The inequalities between the country's richest and poorest state schools has been revealed in data released by the Education Ministry, says the Post Primary Teachers Association (PPTA).
Ministry of Education data provided to RNZ News showed about 81,000 primary and secondary pupils - 11 percent of the total school population - are attending schools they are not zoned for.
The figures show that dozens of schools are taking more than half their pupils from areas that did not fall within the school's zone.
PPTA president Angela Roberts said zoning was meant to stop more well-off parents from shopping around for the best school, but that was not happening, with lower decile schools suffering the effects.
"The school is left with the students who are probably more vunerable. That doesn't mean these kids don't have great opportunities in life, but you don't have that good mixture of students, like we end up with in society. You can see there are vast differences between our wealthiest state schools and our poorer.

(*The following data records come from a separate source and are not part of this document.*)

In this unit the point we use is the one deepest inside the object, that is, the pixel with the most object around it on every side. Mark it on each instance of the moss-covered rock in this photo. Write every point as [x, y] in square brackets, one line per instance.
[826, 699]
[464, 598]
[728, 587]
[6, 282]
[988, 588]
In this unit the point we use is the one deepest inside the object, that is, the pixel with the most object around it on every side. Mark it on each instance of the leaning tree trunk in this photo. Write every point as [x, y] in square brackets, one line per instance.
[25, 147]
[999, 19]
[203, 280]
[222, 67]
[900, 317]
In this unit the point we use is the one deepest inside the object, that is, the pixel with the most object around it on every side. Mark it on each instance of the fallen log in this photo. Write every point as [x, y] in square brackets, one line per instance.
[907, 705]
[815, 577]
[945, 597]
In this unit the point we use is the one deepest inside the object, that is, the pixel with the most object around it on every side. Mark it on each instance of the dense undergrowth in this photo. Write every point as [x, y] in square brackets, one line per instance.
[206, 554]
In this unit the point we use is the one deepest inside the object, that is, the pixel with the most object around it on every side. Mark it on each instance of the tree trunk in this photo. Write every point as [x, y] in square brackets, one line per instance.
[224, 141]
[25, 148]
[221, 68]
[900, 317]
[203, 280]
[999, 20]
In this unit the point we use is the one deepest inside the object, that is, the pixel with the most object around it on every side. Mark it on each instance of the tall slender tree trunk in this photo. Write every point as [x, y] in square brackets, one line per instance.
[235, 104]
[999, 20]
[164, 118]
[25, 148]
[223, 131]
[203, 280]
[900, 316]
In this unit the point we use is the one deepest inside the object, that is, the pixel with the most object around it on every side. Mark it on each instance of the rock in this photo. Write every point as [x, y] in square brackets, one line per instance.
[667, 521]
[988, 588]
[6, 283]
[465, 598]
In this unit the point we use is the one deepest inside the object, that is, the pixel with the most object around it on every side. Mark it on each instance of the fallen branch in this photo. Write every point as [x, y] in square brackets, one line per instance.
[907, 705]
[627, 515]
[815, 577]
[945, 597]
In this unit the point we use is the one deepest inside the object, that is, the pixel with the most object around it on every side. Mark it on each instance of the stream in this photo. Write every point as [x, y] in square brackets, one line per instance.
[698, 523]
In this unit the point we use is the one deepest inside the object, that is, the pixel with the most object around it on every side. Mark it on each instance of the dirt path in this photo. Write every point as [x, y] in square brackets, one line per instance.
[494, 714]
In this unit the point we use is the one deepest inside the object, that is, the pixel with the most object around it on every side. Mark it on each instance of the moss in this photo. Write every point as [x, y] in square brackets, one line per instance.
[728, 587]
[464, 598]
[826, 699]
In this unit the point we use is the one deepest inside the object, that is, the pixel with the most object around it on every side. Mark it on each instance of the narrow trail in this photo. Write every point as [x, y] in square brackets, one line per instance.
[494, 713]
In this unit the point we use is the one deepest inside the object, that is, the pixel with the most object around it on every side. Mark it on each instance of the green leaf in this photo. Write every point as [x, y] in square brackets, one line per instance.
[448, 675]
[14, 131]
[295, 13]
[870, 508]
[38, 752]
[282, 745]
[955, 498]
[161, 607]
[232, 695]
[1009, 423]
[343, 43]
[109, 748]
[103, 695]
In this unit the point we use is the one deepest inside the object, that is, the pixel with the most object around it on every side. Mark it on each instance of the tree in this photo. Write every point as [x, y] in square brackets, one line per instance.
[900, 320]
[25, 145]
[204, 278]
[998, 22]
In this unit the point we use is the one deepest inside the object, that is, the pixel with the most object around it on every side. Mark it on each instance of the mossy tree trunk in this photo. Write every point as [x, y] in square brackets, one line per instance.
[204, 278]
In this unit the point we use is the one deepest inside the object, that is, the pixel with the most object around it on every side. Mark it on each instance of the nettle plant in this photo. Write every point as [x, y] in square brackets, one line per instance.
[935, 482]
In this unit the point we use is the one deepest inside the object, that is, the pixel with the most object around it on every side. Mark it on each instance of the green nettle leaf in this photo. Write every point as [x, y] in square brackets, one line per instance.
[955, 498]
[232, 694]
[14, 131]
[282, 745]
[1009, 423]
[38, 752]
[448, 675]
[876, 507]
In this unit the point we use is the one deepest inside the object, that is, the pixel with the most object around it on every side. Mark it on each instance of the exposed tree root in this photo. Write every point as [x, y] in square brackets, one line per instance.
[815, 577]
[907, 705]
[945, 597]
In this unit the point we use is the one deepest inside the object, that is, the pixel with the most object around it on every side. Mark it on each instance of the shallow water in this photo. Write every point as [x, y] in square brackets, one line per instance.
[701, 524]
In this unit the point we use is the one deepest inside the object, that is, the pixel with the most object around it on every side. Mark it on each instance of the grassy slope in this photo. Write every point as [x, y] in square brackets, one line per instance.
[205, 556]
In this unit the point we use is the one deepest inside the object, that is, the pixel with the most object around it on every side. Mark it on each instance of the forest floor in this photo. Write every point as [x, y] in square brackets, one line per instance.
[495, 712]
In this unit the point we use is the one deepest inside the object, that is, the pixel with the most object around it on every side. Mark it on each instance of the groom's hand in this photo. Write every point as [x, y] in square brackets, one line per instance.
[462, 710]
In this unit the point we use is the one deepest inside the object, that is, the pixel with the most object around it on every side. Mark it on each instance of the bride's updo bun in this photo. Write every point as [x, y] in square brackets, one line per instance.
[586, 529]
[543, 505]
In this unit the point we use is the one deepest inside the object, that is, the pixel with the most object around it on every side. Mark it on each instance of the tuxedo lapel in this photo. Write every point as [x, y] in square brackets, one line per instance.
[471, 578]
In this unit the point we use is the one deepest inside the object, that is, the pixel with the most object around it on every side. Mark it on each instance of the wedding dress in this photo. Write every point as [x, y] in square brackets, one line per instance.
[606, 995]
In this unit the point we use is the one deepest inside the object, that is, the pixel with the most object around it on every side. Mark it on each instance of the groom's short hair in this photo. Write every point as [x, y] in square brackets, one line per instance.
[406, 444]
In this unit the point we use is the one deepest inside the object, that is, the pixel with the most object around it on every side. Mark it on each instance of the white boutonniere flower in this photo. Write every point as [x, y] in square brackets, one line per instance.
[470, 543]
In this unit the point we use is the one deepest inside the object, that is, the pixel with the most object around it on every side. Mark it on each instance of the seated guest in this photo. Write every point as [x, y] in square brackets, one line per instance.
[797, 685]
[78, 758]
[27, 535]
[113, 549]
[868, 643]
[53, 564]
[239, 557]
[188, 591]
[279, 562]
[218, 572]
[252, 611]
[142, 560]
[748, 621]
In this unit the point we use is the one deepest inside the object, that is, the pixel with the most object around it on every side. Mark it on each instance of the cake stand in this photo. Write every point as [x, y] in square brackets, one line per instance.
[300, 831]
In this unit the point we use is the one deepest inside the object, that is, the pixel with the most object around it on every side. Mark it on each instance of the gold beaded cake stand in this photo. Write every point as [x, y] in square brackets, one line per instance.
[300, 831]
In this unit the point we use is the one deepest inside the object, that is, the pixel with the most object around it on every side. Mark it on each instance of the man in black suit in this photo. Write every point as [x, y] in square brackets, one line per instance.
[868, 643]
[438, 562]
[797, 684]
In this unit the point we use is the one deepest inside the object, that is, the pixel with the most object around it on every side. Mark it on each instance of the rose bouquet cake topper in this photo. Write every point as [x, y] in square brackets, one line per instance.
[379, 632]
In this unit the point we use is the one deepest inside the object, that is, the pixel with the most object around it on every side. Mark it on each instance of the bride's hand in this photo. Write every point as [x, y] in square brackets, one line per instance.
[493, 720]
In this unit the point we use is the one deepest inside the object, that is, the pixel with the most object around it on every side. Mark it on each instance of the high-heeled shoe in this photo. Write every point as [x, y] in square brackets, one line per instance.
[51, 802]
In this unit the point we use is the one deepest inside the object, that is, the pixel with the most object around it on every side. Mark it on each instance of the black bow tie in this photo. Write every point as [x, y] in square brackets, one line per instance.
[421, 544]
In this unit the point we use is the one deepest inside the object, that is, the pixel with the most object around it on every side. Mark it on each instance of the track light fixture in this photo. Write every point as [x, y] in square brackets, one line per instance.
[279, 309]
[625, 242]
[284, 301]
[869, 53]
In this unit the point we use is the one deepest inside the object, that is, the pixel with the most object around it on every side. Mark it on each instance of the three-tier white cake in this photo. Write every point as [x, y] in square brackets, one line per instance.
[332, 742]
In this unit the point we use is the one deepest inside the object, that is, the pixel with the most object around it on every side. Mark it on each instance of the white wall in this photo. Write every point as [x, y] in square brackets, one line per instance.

She said some schools had far greater access to outside funding while others struggled to get by, and students who were more mobile and less vulnerable tended not to attend their local school if it was not well-resourced.
"The Ministry's very comfortable with the way things are. What they need to do is show greater leadership in the management of the schooling network. Some schools are bulging at the seams, others can't fill their classrooms, and that seems a very inefficient and ineffetcive use of taxpayer funds. It would be great if every school was resourced so the lcoal school was the first choice."
Senior Ministry official Katrina Casey said it had confidence in enrolment schemes and the vast majority of families abided by the rules.